Я потерял одну семью и разрушил вторую. Я ходил в горы в поисках адреналина, лазал по скалам и пытался выковать из своего тела Брюса Ли. Я боролся, дрался, работал, забивая каждый свой день делами и проблемами, чтобы не возвращаться в холодную пустую квартиру. Каждый год Толик звонил мне два-три раза и слушал мое молчание, рассказывая о том, как он скучает по школе и по мне. Как он завидует моей яркой жизни. О том, что он работает инженером. И почему-то он не казался мне мистером Серостью. Я уже казался себе мистером Говно.
Моего младшего сына признали инвалидом, и я замкнулся в себе, проклиная всех и все на свете от бессильной ярости и невозможности что-то изменить. Я бежал от своих бед и проблем в бесконечных командировках, поездках и делах. Я накручивал себе все больше и больше бестолковых дел, чтобы у меня не было времени оглядеться по сторонам и увидеть, чего стоит моя жизнь. И когда в тридцать лет мне стало некому позвонить вечером, я позвонил Толику. Впервые в жизни. Впервые. Глубокой ночью, накачавшись кофе, не успокоившись после пробежки, в слезах от жалости к себе я позвонил Толику и не смог говорить с ним. А он, словно чувствуя это, говорил сам, без остановки, вспоминая прошлое и думая о будущем, говорил наивно и мило, а я чернел внутри от того, что я такой нытик и слабак. Я не мог понять, что моей силой сейчас было бы выпустить из себя этот гной, скопившийся за тридцать лет, и хоть раз в жизни выплеснуть его наружу, а не сливать внутрь себя. Я повесил трубку, не прощаясь, и уснул тогда в одежде.
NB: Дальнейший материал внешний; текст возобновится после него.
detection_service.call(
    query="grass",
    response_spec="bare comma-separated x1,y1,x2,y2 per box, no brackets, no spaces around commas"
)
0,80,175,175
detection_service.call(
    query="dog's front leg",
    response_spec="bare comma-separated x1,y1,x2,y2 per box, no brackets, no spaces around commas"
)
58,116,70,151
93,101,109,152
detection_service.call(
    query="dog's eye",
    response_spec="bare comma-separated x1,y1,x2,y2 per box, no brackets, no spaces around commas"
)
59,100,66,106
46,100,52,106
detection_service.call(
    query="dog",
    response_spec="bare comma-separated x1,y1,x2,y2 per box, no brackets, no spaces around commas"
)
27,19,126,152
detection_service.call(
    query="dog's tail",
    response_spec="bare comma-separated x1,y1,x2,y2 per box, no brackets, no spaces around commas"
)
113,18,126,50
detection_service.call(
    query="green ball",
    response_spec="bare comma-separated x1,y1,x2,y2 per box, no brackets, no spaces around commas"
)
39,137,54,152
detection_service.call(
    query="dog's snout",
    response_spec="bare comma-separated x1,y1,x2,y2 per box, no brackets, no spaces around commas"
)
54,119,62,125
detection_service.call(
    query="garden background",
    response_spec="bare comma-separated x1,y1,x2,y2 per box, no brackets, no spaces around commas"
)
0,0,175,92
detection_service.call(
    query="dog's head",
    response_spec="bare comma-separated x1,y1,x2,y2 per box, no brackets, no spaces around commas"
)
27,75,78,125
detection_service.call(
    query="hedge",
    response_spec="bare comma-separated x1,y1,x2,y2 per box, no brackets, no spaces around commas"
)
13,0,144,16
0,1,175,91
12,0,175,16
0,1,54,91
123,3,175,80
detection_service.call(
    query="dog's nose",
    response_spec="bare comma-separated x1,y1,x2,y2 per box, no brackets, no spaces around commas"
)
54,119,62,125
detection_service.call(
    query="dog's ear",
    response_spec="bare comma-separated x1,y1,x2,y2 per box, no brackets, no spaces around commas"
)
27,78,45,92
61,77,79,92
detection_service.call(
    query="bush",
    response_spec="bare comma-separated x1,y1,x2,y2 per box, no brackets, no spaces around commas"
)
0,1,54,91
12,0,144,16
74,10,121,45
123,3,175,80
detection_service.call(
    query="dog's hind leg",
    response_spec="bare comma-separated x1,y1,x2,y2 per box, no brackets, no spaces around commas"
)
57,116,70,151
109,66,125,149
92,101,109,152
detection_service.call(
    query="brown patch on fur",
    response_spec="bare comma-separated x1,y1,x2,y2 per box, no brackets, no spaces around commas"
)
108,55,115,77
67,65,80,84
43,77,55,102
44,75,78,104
Скоро мне тридцать четыре. Все чаще на свои дни рождения я ухожу в горы один, потому что не готов переносить этот праздник среди людей. Но не так давно Толик позвал меня на день рождения к себе. Я хорошо помню тот день, я сидел в машине, уткнувшись головой в руль от усталости и думая о том, что я хочу сейчас либо напиться, либо секса. Я перебирал в голове возможные варианты этого пятничного вечера и тут он позвонил и спросил, не хотел бы я приехать на его тридцатитрехлетие. И я приехал. Был стол, накрытый его женой, и много его друзей. По квартире носились трое его детей — младший сын все время спотыкался и орал, а сестры смеялись над ним. Все, кто был на этом празднике, незримо были похожи на Толика. Улыбчивые, добрые, тихие — они смотрели на меня без упрека, хотя я сидел и отмалчивался, не вступая в разговоры. Я смотрел по сторонам. Не ел. И не мог поверить, что все вот так. Я знал, что меня ждет сегодня, и там не было ни грамма того, что я чувствовал в доме Толика. В какой-то момент его младшая трехлетняя дочь залезла ко мне на колени и, роняя крошки, стала жевать печенье, пристально глядя мне в глаза, иногда трогая меня за лицо, и смеялась, когда я щетиной щекотал ее ладошки. И Толик радостно смеялся, искренне веря, что именно в этом и есть счастье.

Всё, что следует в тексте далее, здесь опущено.